Monday, March 23, 2026

When 42-year-old Jacob Trigg lost his job as a project manager in the tech industry he didn't think it would take too long to find a new one - he always had before.

But more than 2,000 job applications later he is still hunting, trying to make ends meet with jobs in package delivery and landscaping.

"It's a huge surprise because I've always been able to get a job very easily," said Trigg, who lives in Texas. "It wasn't even on my radar to be prepared for more than six months of unemployment.

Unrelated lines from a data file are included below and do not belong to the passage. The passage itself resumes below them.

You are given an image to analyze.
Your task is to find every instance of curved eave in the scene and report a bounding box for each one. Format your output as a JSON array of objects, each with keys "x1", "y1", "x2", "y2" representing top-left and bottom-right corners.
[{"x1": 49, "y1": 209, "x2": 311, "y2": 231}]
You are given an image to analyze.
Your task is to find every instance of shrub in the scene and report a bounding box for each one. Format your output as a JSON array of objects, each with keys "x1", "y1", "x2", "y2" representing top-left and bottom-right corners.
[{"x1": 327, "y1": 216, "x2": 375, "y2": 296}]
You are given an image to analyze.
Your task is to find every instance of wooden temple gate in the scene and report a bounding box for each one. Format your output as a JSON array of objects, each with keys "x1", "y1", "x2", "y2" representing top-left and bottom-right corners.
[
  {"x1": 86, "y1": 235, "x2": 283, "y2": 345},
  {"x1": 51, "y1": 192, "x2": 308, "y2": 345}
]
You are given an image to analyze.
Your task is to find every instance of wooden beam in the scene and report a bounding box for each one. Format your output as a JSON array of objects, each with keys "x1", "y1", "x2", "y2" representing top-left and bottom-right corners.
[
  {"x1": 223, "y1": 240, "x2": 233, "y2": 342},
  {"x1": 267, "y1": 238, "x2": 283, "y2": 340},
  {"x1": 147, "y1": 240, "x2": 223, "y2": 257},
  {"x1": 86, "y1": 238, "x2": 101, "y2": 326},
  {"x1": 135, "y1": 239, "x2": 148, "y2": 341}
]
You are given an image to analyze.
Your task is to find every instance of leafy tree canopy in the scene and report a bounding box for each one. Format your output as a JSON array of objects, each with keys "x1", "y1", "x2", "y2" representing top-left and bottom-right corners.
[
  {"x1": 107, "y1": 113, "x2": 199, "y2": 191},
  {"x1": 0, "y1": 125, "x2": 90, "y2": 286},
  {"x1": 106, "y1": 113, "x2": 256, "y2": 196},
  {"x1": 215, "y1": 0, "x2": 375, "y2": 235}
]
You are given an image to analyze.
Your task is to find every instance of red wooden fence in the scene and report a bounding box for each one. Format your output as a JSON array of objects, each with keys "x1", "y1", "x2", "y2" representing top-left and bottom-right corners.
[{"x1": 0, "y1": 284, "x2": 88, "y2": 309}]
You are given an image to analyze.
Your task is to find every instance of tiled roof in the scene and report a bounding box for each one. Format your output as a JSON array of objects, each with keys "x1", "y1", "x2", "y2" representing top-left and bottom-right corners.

It wasn't in my universe."

His difficulties are an indication of a wider freeze in the US labour market, where job openings and hiring rates have dropped to multi-year lows.

Last year the US added an average of just 15,000 jobs a month, very few by historic standards.

The employment slowdown has raised concern about the health of the economy, but evidence of wider deterioration is elusive.

Layoffs have remained limited, apart from some high-profile cuts at firms such as Amazon and UPS and the unemployment rate has held steady at around 4.3%. Meanwhile, the wider economy continues to grow, expanding at a robust annual pace of 4.4% in the most recent figures.

It's a puzzling, and unusual, mix.

"It's actually very hard to point to another moment in the last 25 years where you have the combination we see today," said Jed Kolko, senior fellow at the Peterson Institute for International Economics.

Trigg said he was "battening down the hatches" and hoping that whatever is causing the situation will pass.

But there are growing questions about whether the challenges he is facing could be here to stay.

Last October the investment bank Goldman Sachs put out a report, which was widely cited, suggesting the US could be facing a new period of "jobless growth" thanks to the arrival of new technology and artificial intelligence (AI) in particular, allowing companies to do more with fewer workers.

Concerns about the wider implications of such a change pulsed through discussions at the World Economic Forum in Davos last month and have contributed to widespread economic anxiety in the US.

Economics professor Constantin Burgi of University College, Dublin, said a decoupling of job gains and wider growth - like the one the US is seeing today - often occurs when an economy goes through a structural shift, like the advent of AI.

He noted while AI's promise remains hotly debated, technology has also made outsourcing even easier.

In Burgi's view the situation is likely temporary – but that does not mean it will be short-lived.

"It can be a couple of months but it can also be a couple of years," he said. "If the jobs are really lost due to outsourcing or AI, then unless we find in a couple of years actually we still need those people and replacing them didn't work, then those jobs are gone."

For those in the trenches looking for work, the search is demoralising, regardless of its cause.

James Richardson, a 33-year-old from Pittsburgh, Pennsylvania, said without help from his parents, he would be homeless. He has applied to more than 1,200 jobs since being let go from his role as an information security analyst for a government contractor in October.

Sometimes his application is rejected within 15 minutes of submission, he said.

"It feels like there is no-one on the other side even bothering to take a look at your experiences and credentials."